On to Scone Palace.  Scone pronounced Scoon.  This is a building simply bursting with history of all sorts not least of which was it being the home of Dido Elizabeth Belle (book/film).  Seek out her real story it is an interesting one and helps to remind us that we have some very fixed ideas of about 'how things were back then' and we always need to take into account that not everyone fitted expected patterns of behavior or expectations.


not the real Stone of Scone but then it is believed the real one isn't the real one either!!

S & S left us the next morning and Ken and I drove up to Oban to revisit his old diving haunts of yesteryear.  It is always odd to think that our 'recent' memories are now sometimes thirty plus years old.


No cruise liners in Oban Bay in Ken's day.

We had a bit of a more relaxed day the following day with a trip out to visit Pitlochry and then feet up time.

Wednesday came with a fun trip to a Winery - Cairn O'Mohr Winery and Ciderhouse, East Inchmichael, Errol.  They make wine and cider from every fruit under the sun - well under Highland sun - not to mention oak leaves.  Very good it was too. 


Entrance

We had one of the best eats of our trip there.  Always amazes me how you get these fantastic cooking couples in the back of beyond - almost un-lauded.  Probably like anyone with talent once they become 'known' it gets spoiled, so maybe not a bad thing some don't.  



huge stainless steel vats everywhere, taps not locked!

Our last day and we just trotted a couple of miles up the road to Bolfracks Garden.

Tranquil pool

This is a large private house and garden.  The garden is open it to all and sundry with a system of trust for paying for your entrance (in a box on the wall) and buying plants (a loose cash box on a table).
the original house (inside this frontage) is 18th century

a detail of the Wendy House



We were at the back end of the season really but the gardens were still lovely in that sad blousy way that August has.  They are certainly a challenge being North facing on a very, very, steep slope overlooking a valley.  The views are incredible, the variety of plants immense, and the gardening challenge - quite something.  A lovely peaceful place to visit, tucked away and not over run with visitors.

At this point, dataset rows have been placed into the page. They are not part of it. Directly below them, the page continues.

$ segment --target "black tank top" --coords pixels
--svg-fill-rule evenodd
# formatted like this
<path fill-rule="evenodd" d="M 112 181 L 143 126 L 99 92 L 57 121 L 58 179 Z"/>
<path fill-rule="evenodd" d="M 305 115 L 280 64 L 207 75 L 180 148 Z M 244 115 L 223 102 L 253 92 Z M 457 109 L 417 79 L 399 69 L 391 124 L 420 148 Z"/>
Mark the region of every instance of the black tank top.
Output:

This was a very nice way to spend our last day in Loch Tay and we stopped off to say goodbye to the Loch from our private beach!


where did seventy years go?

Our trip home the next day, including a wretched traffic jam for Blackpool and environs and a meal break, took Ken just 5 hours 22 minutes.  Hope the 1200 miles we drove that week filled his lust for driving for a while. 

As we always seem to do we got to the last two weeks of our stay here in Bury with a ton of tasks to tidy up before decamping.  In the main these were boring things like the dentist and minor repairs to house things and the car windshield.  I like to do some 'auditing' of the garden and the dolls house hobby so I don't forget what's what when I get back.  By end of March it has all changed and I can't remember what's what.  

Among all this irritating trivia though we saw friends and ate out as we usually do for our farewell 'fests' and Ken had a great half day riding a Segway round Heaton park with some chums as a belated birthday gift.  They had all done it before in Naples so it was a bit of a contrast in all kinds of ways but they loved it.

My 'ayjed' aunt had her 83rd birthday so we made that out last visit to her before we left.  As she said she 'is blessed'.  There are people who remember her and send cards and gifts and she had us and two other people visit her.  We took gifts and a birthday cake for teatime and wished her well.  She is physically very well but 'confused'.  We are her legal deputies so do see her each week when we are here and have lots of stuff in place for when we are not.

Worse case scenario, if that is my destiny, it isn't too bad from where we are standing.

On that cheerful note I'll leave August and wander off absentmindedly into September.